You use the Cloud Monitoring API to delete a synthetic monitor, but the API call fails with a response similar to the following:

{
  "error": {
    "code": 400,
    "message": "Request contains an invalid argument.",
    "status": "INVALID_ARGUMENT",
    "details": [
      {
        "@type": "type.googleapis.com/google.rpc.DebugInfo",
        "detail": "[ORIGINAL ERROR] generic::invalid_argument: Cannot delete check 1228258045726183344. One or more alerting policies is using it.Delete the alerting policy with id projects/myproject/alertPolicies/16594654141392976482 and any other policies using this uptime check and try again."
      }
    ]
  }
}

To resolve the failure, delete alerting policies that monitor the results of the synthetic monitor, and then delete the synthetic monitor.

Unable to edit the configuration of a broken-link checker

You created a broken-link checker by using the Google Cloud console, and you want to change the HTML elements that are tested, or you want to modify the URI timeout, retries, wait for selector, and per-link options. However, when you edit the broken-link checker, the Google Cloud console doesn't display the configuration fields.

To resolve this failure, do the following:

  1. In the navigation panel of the Google Cloud console, select Monitoring, and then select  Synthetic monitoring:

    Go to Synthetic monitoring

  2. Locate the synthetic monitor that you want to edit, click More options, and then select Edit.
  3. Click Edit function.
  4. Edit the options object in the index.js file, and then click Apply function.
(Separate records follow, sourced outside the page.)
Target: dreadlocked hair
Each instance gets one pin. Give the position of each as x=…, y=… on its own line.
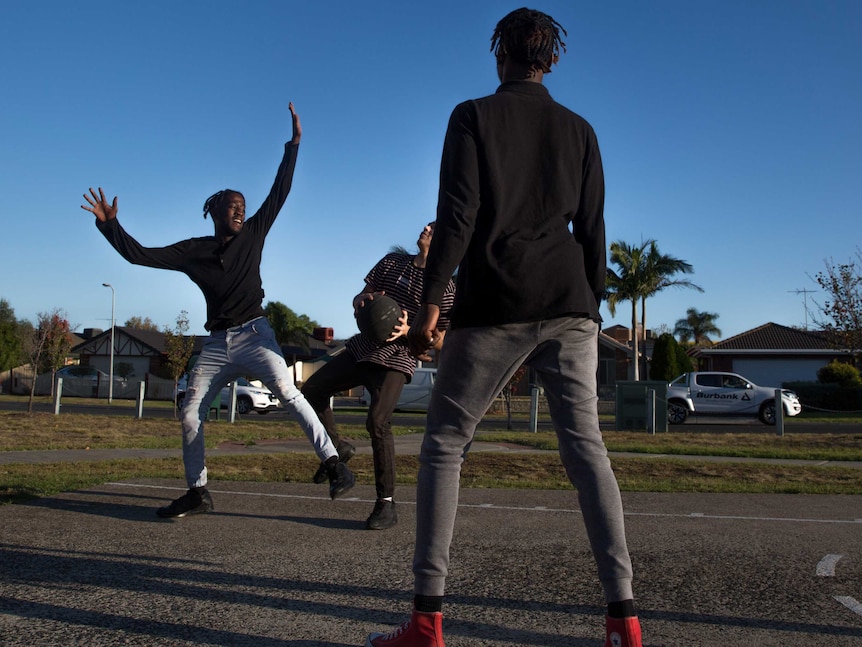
x=530, y=37
x=215, y=201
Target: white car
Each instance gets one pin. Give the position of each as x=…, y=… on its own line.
x=415, y=395
x=725, y=394
x=249, y=397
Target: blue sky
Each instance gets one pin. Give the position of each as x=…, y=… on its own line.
x=730, y=133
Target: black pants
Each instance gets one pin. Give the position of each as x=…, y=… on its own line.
x=384, y=388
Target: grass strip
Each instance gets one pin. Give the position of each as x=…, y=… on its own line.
x=20, y=482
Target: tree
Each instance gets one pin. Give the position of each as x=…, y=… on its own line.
x=659, y=272
x=178, y=348
x=836, y=372
x=290, y=328
x=58, y=342
x=664, y=364
x=11, y=346
x=629, y=284
x=47, y=345
x=141, y=323
x=697, y=327
x=669, y=359
x=842, y=312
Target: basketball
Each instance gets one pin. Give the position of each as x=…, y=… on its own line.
x=377, y=317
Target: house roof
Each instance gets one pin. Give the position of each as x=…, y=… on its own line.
x=773, y=337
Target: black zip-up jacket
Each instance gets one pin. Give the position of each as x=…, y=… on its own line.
x=229, y=274
x=520, y=211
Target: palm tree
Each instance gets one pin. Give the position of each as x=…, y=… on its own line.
x=697, y=326
x=628, y=284
x=643, y=272
x=659, y=270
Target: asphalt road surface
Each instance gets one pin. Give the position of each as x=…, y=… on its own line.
x=280, y=565
x=348, y=412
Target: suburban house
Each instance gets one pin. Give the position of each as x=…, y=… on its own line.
x=771, y=354
x=768, y=354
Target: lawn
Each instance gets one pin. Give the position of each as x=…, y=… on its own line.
x=649, y=462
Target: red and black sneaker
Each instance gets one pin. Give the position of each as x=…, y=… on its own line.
x=422, y=630
x=623, y=632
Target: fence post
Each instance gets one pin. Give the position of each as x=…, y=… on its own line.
x=651, y=411
x=232, y=404
x=534, y=408
x=779, y=413
x=142, y=387
x=57, y=394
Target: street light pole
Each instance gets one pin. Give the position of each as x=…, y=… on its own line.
x=111, y=370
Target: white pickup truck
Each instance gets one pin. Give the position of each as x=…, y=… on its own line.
x=725, y=394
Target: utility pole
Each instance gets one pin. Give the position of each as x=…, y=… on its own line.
x=805, y=293
x=111, y=369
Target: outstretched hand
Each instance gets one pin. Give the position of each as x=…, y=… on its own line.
x=297, y=127
x=99, y=206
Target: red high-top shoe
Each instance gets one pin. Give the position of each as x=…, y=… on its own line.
x=623, y=632
x=422, y=630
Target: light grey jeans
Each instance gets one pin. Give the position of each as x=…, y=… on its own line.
x=475, y=364
x=250, y=350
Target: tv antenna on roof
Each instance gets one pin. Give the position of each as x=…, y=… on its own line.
x=805, y=293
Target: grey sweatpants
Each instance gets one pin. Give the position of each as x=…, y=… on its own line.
x=475, y=364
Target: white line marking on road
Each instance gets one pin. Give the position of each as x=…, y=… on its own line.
x=826, y=566
x=689, y=515
x=850, y=603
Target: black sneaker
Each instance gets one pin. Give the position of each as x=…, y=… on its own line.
x=195, y=501
x=345, y=453
x=341, y=479
x=382, y=517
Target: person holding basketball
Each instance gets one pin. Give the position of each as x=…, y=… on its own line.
x=226, y=267
x=381, y=367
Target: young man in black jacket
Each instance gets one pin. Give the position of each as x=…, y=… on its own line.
x=382, y=368
x=226, y=267
x=520, y=214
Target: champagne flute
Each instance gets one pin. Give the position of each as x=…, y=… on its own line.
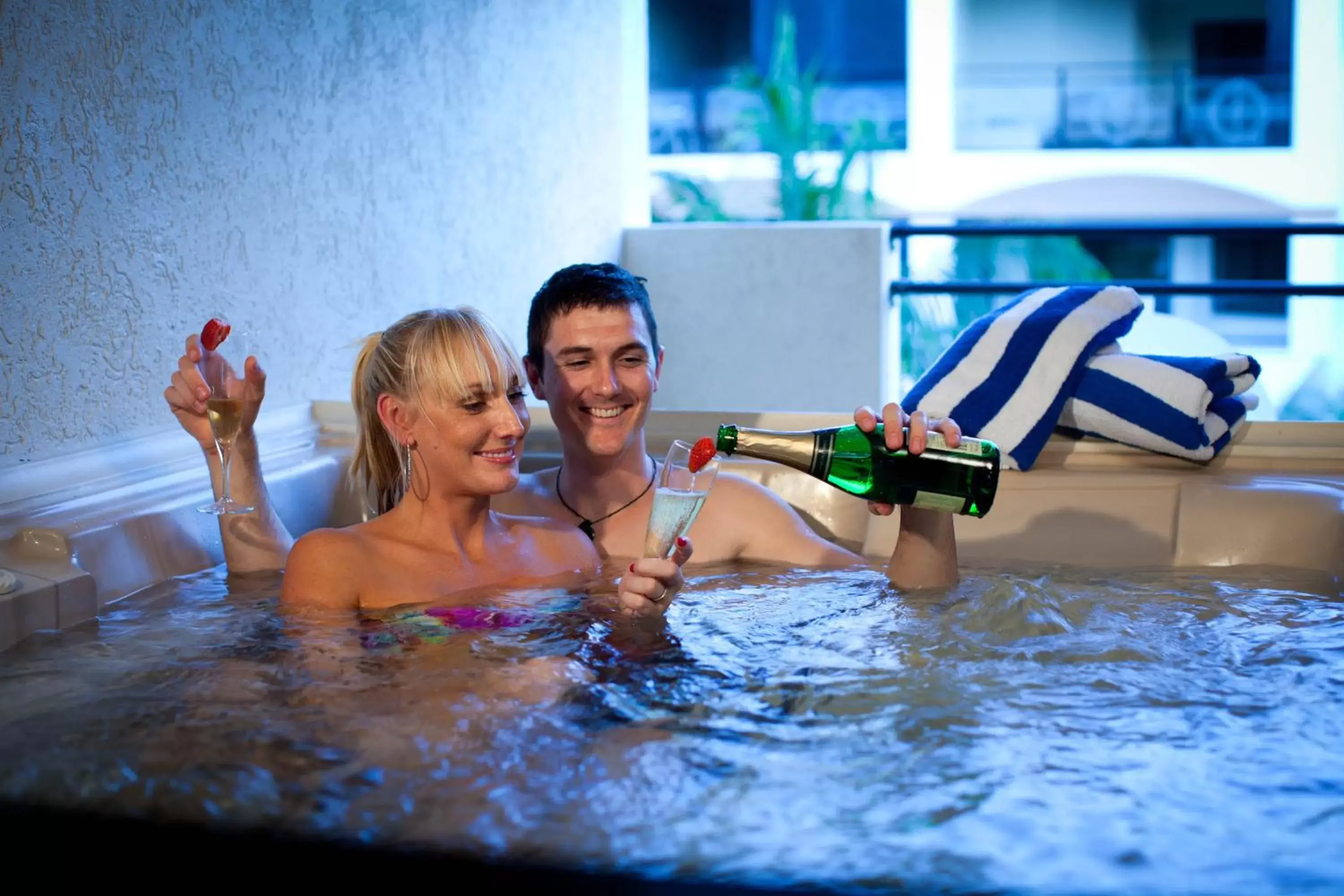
x=678, y=500
x=224, y=371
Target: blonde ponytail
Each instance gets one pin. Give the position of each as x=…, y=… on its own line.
x=441, y=355
x=378, y=460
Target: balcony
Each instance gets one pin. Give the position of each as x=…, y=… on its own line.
x=1120, y=107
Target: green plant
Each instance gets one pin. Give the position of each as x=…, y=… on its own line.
x=783, y=124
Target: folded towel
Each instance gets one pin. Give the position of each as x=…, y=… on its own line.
x=1008, y=375
x=1182, y=406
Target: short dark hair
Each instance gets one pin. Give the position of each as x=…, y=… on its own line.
x=604, y=285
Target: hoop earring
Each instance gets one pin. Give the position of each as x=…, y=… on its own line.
x=412, y=477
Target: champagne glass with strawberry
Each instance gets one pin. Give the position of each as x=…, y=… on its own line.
x=683, y=484
x=224, y=355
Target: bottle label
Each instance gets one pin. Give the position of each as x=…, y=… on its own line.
x=935, y=501
x=975, y=448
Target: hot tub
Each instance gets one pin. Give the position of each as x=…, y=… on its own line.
x=1135, y=687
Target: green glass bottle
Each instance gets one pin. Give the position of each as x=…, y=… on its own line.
x=960, y=480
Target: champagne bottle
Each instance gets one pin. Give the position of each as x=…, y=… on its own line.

    For information about the fields and syntax for this object, see broken-links-ok/index.js.

  5. Click Save.

Google Cloud console displays that saves of screenshots fail

You created a broken-link checker and configured it to save screenshots. However, the Google Cloud console is displaying one of the following warning messages along with more detailed information:

  • InvalidStorageLocation
  • StorageValidationError
  • BucketCreationError
  • ScreenshotFileUploadError

To resolve these failures, try the following:

  • If you see the InvalidStorageLocation message, then verify the existence of the Cloud Storage bucket specified in the field named options.screenshot_options.storage_location.

  • View the logs related to your Cloud Function. For more information, see Finding logs.

  • Verify that the service account being used in the corresponding Cloud Function has an Identity and Access Management role that lets it create, access, and write to Cloud Storage buckets.